Rahnemaei complained that Heyat's increasing inability to provide for his family coincided with an ever-growing enthusiasm for Islam. Heyat allegedly attended mosque sometimes more than once per day.

Rahnemaei and her daughter also testified that Heyat celebrated the terrorist attacks on America on Sept. 11, 2001. Heyat was also allegedly prone to remarking "God is good" when he heard on the news that an American soldier had died overseas.

This rhetoric led the couple's second child, a son, to chant "death to America" around the house, the daughter testified. Rahnemaei allegedly worried about the mosque's influence on her son, testifying that "there is nothing you can do in the mosque, just sit there and be taught things I don't want him to learn. Things that are part of how to become a terrorist."

Rahnemaei filed for divorce after an incident in July 2010. At this time, her daughter was 21 and her son was 13. By her account, Heyat became irate at dinner, called the daughter a "whore" in Farsi and threatened to take Rahnemaei to the back yard and cut off her head.

Heyat denied most of these allegations and said it was not in his nature to cut off his wife's head. He also insists that he grieved the Sept. 11 attacks and loves America, although he opposed "the war."
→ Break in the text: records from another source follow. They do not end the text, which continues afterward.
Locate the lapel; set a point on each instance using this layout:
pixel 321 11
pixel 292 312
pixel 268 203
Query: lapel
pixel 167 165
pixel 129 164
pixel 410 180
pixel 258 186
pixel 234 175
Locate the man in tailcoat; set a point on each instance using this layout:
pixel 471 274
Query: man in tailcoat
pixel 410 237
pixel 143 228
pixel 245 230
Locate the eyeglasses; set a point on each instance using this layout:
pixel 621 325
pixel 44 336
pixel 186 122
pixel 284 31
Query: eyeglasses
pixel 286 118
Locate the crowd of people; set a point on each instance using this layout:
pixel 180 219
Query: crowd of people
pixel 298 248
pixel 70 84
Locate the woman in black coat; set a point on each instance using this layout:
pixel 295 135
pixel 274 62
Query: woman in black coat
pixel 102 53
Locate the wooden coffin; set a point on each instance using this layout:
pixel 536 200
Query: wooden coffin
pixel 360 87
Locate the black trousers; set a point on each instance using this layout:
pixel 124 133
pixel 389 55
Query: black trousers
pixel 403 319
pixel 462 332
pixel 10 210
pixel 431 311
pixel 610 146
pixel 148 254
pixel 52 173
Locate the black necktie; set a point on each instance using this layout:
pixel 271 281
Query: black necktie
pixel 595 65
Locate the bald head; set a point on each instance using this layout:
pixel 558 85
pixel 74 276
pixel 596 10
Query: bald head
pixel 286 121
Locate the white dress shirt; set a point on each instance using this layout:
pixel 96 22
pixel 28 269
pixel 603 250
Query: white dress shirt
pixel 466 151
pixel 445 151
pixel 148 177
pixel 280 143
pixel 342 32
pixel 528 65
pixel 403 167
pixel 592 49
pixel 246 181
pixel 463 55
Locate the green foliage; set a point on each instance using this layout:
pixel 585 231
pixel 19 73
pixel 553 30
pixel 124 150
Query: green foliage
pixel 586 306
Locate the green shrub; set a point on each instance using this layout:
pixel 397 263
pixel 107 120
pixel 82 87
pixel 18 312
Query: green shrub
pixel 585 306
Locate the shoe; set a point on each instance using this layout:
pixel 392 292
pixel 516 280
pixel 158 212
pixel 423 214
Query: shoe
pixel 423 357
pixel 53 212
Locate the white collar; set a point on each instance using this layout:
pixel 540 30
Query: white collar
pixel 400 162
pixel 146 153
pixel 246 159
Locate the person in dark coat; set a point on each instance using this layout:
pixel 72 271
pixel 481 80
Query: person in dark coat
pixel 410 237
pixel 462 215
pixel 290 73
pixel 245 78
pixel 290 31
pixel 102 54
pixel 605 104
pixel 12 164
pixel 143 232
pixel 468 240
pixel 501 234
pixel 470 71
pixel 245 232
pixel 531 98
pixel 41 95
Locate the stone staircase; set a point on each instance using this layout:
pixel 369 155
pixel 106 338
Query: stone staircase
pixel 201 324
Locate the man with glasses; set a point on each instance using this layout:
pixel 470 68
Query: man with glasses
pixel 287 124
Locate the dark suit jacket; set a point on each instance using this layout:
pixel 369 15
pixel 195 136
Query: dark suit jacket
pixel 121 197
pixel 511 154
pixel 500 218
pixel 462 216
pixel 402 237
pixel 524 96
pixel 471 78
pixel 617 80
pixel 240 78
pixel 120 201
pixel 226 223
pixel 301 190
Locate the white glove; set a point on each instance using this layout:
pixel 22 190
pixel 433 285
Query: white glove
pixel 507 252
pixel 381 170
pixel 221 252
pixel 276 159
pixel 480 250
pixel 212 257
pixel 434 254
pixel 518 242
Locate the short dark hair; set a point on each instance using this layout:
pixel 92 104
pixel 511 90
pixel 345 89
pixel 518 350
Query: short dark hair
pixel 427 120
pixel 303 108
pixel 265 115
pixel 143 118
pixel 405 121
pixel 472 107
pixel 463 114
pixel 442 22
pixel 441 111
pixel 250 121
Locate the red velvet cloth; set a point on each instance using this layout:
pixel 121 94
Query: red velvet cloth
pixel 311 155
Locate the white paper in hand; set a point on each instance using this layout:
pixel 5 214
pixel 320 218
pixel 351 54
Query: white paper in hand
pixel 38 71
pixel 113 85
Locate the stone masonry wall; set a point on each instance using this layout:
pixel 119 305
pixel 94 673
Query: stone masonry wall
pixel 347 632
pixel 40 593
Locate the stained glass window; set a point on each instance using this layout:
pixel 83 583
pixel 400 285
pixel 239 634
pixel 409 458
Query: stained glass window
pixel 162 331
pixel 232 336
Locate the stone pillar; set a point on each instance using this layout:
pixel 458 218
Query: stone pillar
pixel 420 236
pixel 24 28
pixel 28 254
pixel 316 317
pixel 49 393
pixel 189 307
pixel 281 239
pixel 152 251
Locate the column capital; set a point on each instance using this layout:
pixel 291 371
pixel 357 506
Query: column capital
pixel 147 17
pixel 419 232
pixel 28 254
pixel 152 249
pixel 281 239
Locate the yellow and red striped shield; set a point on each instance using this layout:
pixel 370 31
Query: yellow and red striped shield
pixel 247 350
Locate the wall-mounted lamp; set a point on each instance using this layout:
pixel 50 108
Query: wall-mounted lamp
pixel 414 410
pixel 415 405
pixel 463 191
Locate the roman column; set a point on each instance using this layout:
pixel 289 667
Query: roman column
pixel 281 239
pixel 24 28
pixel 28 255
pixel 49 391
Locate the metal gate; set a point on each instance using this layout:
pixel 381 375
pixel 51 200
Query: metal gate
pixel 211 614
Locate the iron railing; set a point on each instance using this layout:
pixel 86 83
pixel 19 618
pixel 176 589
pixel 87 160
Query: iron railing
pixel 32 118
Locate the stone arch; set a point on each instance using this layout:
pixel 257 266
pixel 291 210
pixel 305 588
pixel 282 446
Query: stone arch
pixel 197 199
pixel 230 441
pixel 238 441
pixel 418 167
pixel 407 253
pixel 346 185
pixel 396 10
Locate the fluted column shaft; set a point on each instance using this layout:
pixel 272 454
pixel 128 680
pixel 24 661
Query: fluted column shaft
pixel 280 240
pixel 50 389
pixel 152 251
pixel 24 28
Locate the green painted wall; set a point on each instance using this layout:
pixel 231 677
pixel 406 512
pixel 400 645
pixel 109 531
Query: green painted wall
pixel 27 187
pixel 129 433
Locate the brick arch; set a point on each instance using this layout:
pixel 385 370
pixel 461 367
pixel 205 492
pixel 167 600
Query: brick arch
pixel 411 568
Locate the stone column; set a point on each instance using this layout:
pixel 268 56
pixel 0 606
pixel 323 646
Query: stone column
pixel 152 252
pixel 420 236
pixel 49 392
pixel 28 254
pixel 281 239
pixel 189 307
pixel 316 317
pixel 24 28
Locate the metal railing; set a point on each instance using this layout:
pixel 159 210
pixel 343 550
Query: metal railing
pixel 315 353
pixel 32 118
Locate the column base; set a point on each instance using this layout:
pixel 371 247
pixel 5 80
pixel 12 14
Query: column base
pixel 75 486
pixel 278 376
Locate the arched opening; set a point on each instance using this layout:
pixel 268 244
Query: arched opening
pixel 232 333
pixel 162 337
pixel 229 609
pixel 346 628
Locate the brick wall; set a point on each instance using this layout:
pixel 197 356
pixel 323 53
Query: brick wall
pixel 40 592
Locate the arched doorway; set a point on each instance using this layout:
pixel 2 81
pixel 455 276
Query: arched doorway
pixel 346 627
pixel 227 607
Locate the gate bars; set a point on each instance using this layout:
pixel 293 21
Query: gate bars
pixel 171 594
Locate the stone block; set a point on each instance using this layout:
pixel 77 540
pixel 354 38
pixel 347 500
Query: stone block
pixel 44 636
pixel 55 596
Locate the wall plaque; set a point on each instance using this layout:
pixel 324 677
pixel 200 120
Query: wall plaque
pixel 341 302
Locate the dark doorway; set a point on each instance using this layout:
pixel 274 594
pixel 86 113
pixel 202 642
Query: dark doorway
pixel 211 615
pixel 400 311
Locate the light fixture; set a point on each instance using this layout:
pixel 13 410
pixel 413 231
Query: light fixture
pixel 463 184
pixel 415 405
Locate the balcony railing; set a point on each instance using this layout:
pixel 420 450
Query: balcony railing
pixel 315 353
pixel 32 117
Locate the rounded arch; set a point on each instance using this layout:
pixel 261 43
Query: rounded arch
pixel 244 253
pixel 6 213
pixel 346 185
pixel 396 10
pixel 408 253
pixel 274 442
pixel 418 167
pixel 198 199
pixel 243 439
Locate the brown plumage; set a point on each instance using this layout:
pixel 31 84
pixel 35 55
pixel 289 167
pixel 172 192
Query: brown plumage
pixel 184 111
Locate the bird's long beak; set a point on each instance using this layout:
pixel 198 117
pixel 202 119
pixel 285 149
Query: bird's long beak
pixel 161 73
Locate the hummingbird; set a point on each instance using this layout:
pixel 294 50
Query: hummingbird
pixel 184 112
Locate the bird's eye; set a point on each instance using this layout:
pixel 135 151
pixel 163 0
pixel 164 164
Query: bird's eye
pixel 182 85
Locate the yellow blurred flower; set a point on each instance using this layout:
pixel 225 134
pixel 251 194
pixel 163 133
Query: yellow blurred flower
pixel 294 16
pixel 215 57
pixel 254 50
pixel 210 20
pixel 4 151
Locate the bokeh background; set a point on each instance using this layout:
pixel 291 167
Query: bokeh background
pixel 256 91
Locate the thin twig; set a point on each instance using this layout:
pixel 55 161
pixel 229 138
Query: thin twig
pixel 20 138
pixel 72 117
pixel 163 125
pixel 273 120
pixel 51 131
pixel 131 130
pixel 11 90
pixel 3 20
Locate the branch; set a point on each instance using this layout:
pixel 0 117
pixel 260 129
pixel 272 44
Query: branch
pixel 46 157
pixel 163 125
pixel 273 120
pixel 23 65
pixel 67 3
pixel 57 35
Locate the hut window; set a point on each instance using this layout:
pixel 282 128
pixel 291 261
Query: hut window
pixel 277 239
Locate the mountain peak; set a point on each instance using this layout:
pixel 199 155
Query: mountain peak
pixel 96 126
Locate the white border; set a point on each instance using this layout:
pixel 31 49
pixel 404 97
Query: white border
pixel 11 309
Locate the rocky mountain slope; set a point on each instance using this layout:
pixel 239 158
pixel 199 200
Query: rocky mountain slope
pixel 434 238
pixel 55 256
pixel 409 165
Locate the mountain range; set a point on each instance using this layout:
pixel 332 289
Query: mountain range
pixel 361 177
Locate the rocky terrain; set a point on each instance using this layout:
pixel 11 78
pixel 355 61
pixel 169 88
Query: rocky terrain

A Shelby County court ultimately awarded Rahnemaei custody of the son. Heyat appealed, arguing that the court improperly admitted testimony that cast him as a religious fanatic and a terrorist.

The Alabama Court of Civil Appeals rejected the claims this past spring, noting in a footnote that there is nothing in the record alleging that Heyat is a "terrorist."

"We are disappointed by the use of such hyperbole and inflammatory statements in the husband's brief," the five-judge panel said.

As to the testimony about alleged anti-American sentiment, Heyat waived his right to appeal this material by not objecting to the testimony at trial, the judges found.

Rahnemaei deserves custody of the son despite the boy's desire to live with his father, according to the unsigned ruling.

"Although the stated preference of a child regarding custody is to be considered by a trial court, the child's desires are not controlling," the judges wrote.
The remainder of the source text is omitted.